4.4 Omitted variable bias: predicting the error
The confounding is not mysterious — the omitted variable bias (OVB) formula predicts it exactly:
$$\text{bias} = \hat{\gamma} \times \hat{\delta}$$
In words, the bias equals the effect of the omitted variable on the outcome ($\hat{\gamma}$) multiplied by the relationship between the omitted variable and the treatment ($\hat{\delta}$).
* gamma = effect of income on sales (in full model)
regress sales coupons income
local gamma = _b[income] // 0.3004
* delta = regression of coupons on income
regress coupons income
local delta = _b[income] // -0.4937
* OVB = gamma * delta
display "OVB = " %9.4f `gamma' * `delta'
OVB = -0.1483
The OVB formula predicts a bias of -0.148: income’s positive effect on sales ($\hat{\gamma} = 0.300$) times its negative relationship with coupons ($\hat{\delta} = -0.494$) produces a large negative bias. The predicted naive coefficient (true + bias = 0.212 + (-0.148) = 0.064) is close to the actual naive coefficient (-0.093) — the discrepancy comes from sampling variation with $n = 200$.
5. Under the Hood: Manual FWL Verification
5.1 The three-step recipe
The FWL theorem can be implemented manually in Stata using regress and predict:
* Step 1: Residualize sales on income
regress sales income
predict resid_sales, residuals
* Step 2: Residualize coupons on income
regress coupons income
predict resid_coupons, residuals
* Step 3: Regress residuals on residuals
regress resid_sales resid_coupons
------------------------------------------------------------------------------
resid_sales | Coefficient Std. err. t P>|t| [95% conf. interval]
-------------+----------------------------------------------------------------
resid_coup~s | .2122882 .046581 4.56 0.000 .1204297 .3041466
_cons | -2.87e-09 .222537 -0.00 1.000 -.4388468 .4388468
------------------------------------------------------------------------------
The FWL coefficient on resid_coupons is 0.212288 — exactly the same as the full regression coefficient on coupons (0.212288). This is not an approximation; it is an algebraic identity. Formally, the FWL theorem says:
$$\hat{\beta}_1 = \frac{\text{Cov}(\tilde{Y}, \tilde{X}_1)}{\text{Var}(\tilde{X}_1)}$$
where $\tilde{Y}$ and $\tilde{X}_1$ are the residuals from regressing $Y$ and $X_1$ on the controls $Z$. In our example, $\tilde{Y}$ is resid_sales (the part of sales that income cannot explain) and $\tilde{X}_1$ is resid_coupons (the part of coupons that income cannot explain). The ratio of their covariance to the variance of $\tilde{X}_1$ gives the slope we see in the regression above.

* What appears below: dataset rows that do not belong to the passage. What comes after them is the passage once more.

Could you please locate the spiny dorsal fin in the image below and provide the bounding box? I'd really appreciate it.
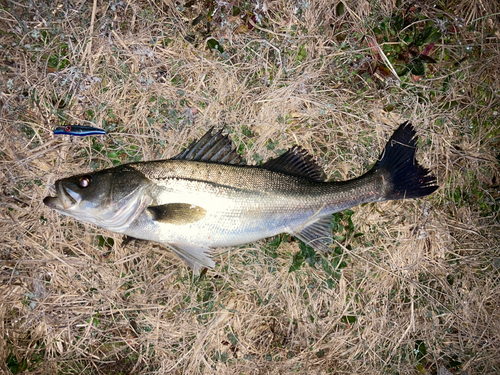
[262,146,325,182]
[172,128,244,164]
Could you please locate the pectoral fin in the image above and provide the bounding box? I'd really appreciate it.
[147,203,207,225]
[165,243,215,275]
[295,216,333,252]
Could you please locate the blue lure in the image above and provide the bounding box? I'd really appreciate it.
[54,125,107,137]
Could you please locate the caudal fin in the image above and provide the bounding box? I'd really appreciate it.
[372,121,439,200]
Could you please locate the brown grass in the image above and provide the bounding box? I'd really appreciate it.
[0,0,500,374]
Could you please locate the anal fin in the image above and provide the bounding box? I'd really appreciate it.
[164,243,215,275]
[295,215,333,252]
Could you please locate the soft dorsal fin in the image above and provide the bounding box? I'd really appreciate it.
[172,128,244,164]
[262,146,326,182]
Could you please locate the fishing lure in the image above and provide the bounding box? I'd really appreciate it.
[54,125,107,137]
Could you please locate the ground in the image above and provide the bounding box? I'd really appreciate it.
[0,0,500,374]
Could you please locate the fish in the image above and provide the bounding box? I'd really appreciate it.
[54,125,107,137]
[43,122,439,273]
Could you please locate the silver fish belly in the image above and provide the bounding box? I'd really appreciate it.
[44,123,438,272]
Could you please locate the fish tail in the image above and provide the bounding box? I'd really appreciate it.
[372,121,439,200]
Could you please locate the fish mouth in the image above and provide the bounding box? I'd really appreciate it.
[43,180,78,211]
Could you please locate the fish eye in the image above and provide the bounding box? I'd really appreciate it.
[78,176,92,188]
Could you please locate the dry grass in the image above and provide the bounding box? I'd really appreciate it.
[0,0,500,374]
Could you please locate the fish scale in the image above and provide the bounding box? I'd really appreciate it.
[44,123,438,272]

Think of it like measuring height for your age: instead of comparing raw heights, you compare how much taller or shorter each person is than the average for their age group.
5.2 Adding more controls
The scatterfit command handles any number of controls automatically:
scatterfit sales coupons, ///
regparameters(coef pval r2) opts(name(panel_a, replace) title("A. No Controls"))
scatterfit sales coupons, controls(income) ///
regparameters(coef pval r2) opts(name(panel_b, replace) title("B. + Income"))

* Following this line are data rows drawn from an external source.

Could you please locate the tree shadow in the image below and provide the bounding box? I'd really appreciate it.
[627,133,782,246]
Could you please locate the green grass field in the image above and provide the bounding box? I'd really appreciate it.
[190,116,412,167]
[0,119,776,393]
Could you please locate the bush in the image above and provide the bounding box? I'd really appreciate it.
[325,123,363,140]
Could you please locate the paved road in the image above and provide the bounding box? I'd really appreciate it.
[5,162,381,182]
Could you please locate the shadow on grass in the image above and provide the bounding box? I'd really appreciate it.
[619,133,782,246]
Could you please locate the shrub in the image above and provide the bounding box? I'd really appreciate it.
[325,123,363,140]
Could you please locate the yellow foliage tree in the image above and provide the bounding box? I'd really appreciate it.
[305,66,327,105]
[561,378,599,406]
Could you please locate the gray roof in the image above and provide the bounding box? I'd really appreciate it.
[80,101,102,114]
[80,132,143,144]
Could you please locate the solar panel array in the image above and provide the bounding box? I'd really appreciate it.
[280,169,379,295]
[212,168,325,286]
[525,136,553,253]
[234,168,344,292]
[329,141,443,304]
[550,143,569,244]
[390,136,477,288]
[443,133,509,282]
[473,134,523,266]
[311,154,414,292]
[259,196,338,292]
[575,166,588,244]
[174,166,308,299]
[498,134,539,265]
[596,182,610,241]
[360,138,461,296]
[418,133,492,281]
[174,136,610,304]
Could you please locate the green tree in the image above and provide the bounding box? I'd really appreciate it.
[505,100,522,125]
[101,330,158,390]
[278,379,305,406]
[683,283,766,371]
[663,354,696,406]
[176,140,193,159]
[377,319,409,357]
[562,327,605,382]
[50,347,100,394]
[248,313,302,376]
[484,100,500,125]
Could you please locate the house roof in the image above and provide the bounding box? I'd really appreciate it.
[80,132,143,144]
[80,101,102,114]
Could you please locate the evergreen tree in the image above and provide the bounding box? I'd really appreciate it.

scatterfit sales coupons, controls(income dayofweek) ///
regparameters(coef pval r2) opts(name(panel_c, replace) title("C. + Income + Day"))

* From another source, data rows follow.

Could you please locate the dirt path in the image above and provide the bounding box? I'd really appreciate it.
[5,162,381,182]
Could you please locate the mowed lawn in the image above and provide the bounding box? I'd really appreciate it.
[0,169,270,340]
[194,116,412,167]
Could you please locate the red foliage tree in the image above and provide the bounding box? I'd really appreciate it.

graph combine panel_a panel_b panel_c, ///
title("Progressive Controls: How the Scatter Changes") rows(1)
graph export "stata_fwl_fig2_three_panels.png", replace

estimates table m1_naive m2_income m3_full, stats(r2 r2_a N)
--------------------------------------------------
Variable | m1_naive m2_income m3_full
-------------+------------------------------------
coupons | -0.0934 0.2123 0.2219
| 0.0393 0.0467 0.0454
income | 0.3004 0.2961
| 0.0325 0.0316
dayofweek | 0.4029
| 0.1095
_cons | 36.9301 11.3352 9.6398
| 1.3969 3.0080 2.9527
-------------+------------------------------------
r2 | 0.0277 0.3215 0.3654
r2_a | 0.0228 0.3146 0.3556
N | 200 200 200
--------------------------------------------------
The coupon coefficient progresses from -0.093 (naive, wrong sign), to +0.212 (controlling for income), to +0.222 (adding day of week). The R-squared — now visible directly on each panel — jumps from 0.028 to 0.32 to 0.37. Each scatterfit panel shows a tighter cloud as more variation is absorbed by the controls.
6. Binned Scatter Plots
6.1 Why binned scatters?
With large datasets (thousands or millions of observations), scatter plots become useless — individual points merge into a solid blob. Binned scatter plots solve this by grouping observations into quantile bins along the x-axis and plotting the bin means. The regression line is still estimated on the full data, so the slope is unaffected. This is one of scatterfit’s key advantages over R’s fwl_plot().
6.2 Unbinned vs. binned
scatterfit sales coupons, controls(income) ///
regparameters(coef pval r2) opts(name(unbinned, replace) title("A. Unbinned (all points)"))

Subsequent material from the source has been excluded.